Anonymous 0 Comments

We have very few fields that have singular, consistent units. Those fields have one thing in common – they originated in the modern time. Radioactivity for example is measured the same everywhere, because it was pioneered by a narrow group and they made their mark on science.

Steam power was developed at similar times in the US, Prussia, Great Britain, France, Austria etc. and while they all copied each other, everyone has found their own special way to do things. Standardization was a national affair rather then an international one. If you were to buy a British made boiler or a Prussian one, you’d find different units to describe internal pressure, and different instrumentation to measure it. Those with sufficient access to mercury would use it in pressure gages, in places where it’s hard to find, you’d go with a water column.

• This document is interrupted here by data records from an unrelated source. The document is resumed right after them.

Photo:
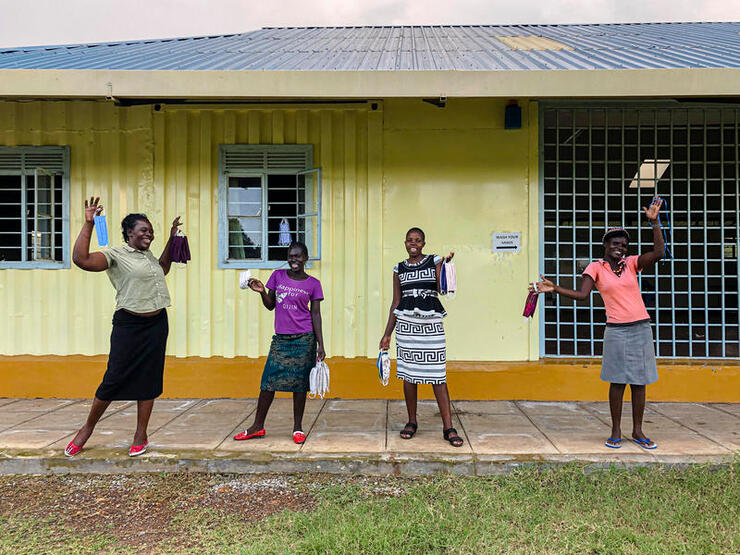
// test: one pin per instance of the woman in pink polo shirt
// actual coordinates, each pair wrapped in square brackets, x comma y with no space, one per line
[629,353]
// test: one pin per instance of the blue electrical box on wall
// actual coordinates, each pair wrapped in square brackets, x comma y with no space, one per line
[513,117]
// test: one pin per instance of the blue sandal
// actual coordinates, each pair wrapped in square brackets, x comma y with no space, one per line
[645,443]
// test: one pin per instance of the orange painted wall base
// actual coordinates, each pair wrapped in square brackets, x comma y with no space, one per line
[78,376]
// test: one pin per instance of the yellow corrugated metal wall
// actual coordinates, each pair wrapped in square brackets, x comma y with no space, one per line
[69,311]
[164,163]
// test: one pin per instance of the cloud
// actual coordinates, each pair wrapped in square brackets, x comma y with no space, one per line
[80,21]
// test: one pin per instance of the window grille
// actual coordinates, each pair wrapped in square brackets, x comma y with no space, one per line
[268,195]
[600,165]
[34,207]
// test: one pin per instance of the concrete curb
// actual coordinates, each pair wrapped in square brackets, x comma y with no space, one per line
[387,464]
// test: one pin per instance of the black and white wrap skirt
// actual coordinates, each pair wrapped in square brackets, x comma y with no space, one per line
[136,362]
[421,349]
[629,355]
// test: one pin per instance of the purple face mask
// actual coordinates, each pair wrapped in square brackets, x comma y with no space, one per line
[530,305]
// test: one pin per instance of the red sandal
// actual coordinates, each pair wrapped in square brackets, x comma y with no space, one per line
[72,449]
[137,450]
[244,435]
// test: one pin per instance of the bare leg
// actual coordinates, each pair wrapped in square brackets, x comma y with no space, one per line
[638,410]
[299,405]
[410,395]
[616,395]
[263,405]
[143,412]
[443,402]
[96,412]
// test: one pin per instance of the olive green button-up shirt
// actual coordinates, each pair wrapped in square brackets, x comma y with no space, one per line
[138,279]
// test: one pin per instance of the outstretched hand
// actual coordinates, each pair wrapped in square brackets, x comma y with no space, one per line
[544,286]
[92,209]
[653,211]
[256,285]
[385,343]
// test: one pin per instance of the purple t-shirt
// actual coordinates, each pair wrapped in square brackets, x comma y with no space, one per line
[293,302]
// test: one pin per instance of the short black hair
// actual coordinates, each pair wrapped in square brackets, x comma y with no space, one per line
[419,231]
[128,223]
[299,245]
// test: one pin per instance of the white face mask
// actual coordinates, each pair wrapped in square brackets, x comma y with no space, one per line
[244,278]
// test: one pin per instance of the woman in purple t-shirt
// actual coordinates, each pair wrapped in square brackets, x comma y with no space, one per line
[298,341]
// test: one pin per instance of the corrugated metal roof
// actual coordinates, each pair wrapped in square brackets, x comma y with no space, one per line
[458,47]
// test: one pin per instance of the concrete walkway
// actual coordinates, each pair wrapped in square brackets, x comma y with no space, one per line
[358,436]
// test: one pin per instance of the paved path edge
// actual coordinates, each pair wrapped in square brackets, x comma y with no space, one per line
[346,464]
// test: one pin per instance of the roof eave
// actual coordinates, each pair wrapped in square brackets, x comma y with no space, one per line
[246,85]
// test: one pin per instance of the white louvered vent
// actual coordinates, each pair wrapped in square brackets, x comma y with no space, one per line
[48,160]
[236,160]
[268,157]
[278,160]
[11,161]
[27,159]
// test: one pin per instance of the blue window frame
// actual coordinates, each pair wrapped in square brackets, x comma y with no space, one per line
[268,196]
[34,207]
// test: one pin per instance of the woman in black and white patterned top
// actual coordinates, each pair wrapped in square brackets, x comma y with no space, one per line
[416,315]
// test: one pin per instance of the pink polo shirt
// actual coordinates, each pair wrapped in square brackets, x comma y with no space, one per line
[622,299]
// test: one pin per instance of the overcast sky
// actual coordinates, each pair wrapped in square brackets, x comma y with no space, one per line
[38,22]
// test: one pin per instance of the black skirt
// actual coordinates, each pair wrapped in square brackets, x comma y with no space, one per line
[136,361]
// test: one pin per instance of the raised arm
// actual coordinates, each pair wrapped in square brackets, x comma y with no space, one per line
[316,323]
[81,255]
[385,342]
[653,215]
[165,259]
[547,286]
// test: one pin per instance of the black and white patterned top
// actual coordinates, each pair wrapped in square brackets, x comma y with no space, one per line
[419,296]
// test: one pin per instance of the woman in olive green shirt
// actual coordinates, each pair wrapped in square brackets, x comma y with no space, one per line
[139,337]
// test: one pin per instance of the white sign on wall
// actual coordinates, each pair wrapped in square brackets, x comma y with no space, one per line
[507,242]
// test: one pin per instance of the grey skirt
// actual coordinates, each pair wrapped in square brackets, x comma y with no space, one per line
[629,355]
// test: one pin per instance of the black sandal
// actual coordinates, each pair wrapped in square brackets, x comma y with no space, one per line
[456,440]
[409,433]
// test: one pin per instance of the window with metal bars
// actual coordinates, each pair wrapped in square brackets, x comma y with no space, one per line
[269,195]
[600,166]
[34,207]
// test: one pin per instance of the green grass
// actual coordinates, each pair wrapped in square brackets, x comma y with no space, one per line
[562,510]
[535,510]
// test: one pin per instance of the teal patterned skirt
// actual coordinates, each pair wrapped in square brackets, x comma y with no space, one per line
[289,363]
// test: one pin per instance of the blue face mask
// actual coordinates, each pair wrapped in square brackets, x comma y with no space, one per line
[101,229]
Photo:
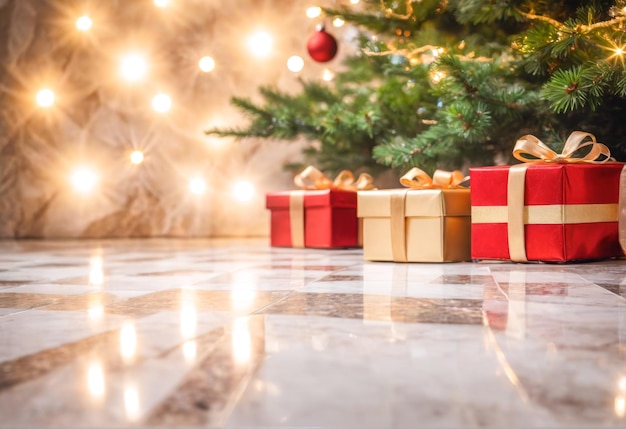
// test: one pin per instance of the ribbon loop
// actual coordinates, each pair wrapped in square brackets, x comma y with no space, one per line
[529,148]
[417,178]
[312,178]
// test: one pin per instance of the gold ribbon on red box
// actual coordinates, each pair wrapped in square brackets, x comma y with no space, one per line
[313,179]
[580,147]
[415,179]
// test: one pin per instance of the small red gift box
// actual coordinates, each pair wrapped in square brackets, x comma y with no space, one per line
[318,218]
[323,215]
[546,211]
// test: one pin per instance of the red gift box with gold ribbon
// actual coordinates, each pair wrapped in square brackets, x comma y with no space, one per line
[321,215]
[552,208]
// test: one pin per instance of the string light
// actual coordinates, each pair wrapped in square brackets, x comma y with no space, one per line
[84,23]
[84,179]
[136,157]
[260,44]
[45,97]
[197,186]
[314,12]
[295,63]
[243,191]
[162,103]
[206,64]
[338,22]
[436,76]
[133,67]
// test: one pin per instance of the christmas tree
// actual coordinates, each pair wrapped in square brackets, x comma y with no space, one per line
[453,83]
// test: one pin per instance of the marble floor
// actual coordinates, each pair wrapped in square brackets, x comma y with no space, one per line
[233,333]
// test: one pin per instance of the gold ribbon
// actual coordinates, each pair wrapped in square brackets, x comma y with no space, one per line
[532,151]
[577,140]
[296,218]
[312,178]
[415,178]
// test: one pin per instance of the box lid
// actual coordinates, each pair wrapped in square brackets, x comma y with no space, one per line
[423,202]
[313,198]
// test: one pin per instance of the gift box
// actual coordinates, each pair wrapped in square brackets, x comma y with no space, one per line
[559,208]
[429,223]
[315,218]
[322,215]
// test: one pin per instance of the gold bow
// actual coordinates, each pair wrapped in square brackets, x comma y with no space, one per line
[530,145]
[312,178]
[530,150]
[417,178]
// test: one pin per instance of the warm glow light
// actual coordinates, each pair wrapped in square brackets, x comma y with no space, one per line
[128,341]
[197,186]
[136,157]
[314,12]
[84,180]
[241,341]
[436,76]
[206,64]
[338,22]
[45,97]
[96,273]
[620,406]
[295,64]
[95,379]
[131,402]
[260,44]
[84,23]
[243,191]
[162,103]
[134,67]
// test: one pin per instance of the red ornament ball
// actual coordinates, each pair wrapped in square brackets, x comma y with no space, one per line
[322,46]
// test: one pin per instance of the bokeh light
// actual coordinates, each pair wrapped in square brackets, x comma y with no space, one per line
[45,97]
[84,179]
[206,64]
[84,23]
[133,67]
[197,186]
[338,22]
[136,157]
[260,44]
[162,103]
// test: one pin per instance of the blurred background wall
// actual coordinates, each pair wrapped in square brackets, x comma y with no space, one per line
[104,105]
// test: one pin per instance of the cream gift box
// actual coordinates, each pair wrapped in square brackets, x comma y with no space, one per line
[428,224]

Historical hick-hack is the short term answer.

It’s a wonder we only ended up with 3 temperature scales (I guess because Kelvin got it pretty much right immediately).

Anonymous 0 Comments

They’re all just conventions based on how the industry evolved. They can (mostly) all be directly correlated back to pascals. You’re probably accustomed to the concept of the notation of mass-force, even if you aren’t consciously aware of it: kg or lb being used as a unit of force, despite being defined as a unit of mass. This is just another convention which makes it easier to understand the situation at hand.

Though some units incorporate correction factors intrinsically in non-obvious ways. Specifically column heights – if they’re uncorrected (not referencing a standard temperature, e.g. 20 C), they can float as a result of temperature at the point of measurement, which can be useful in certain HVAC and weather applications.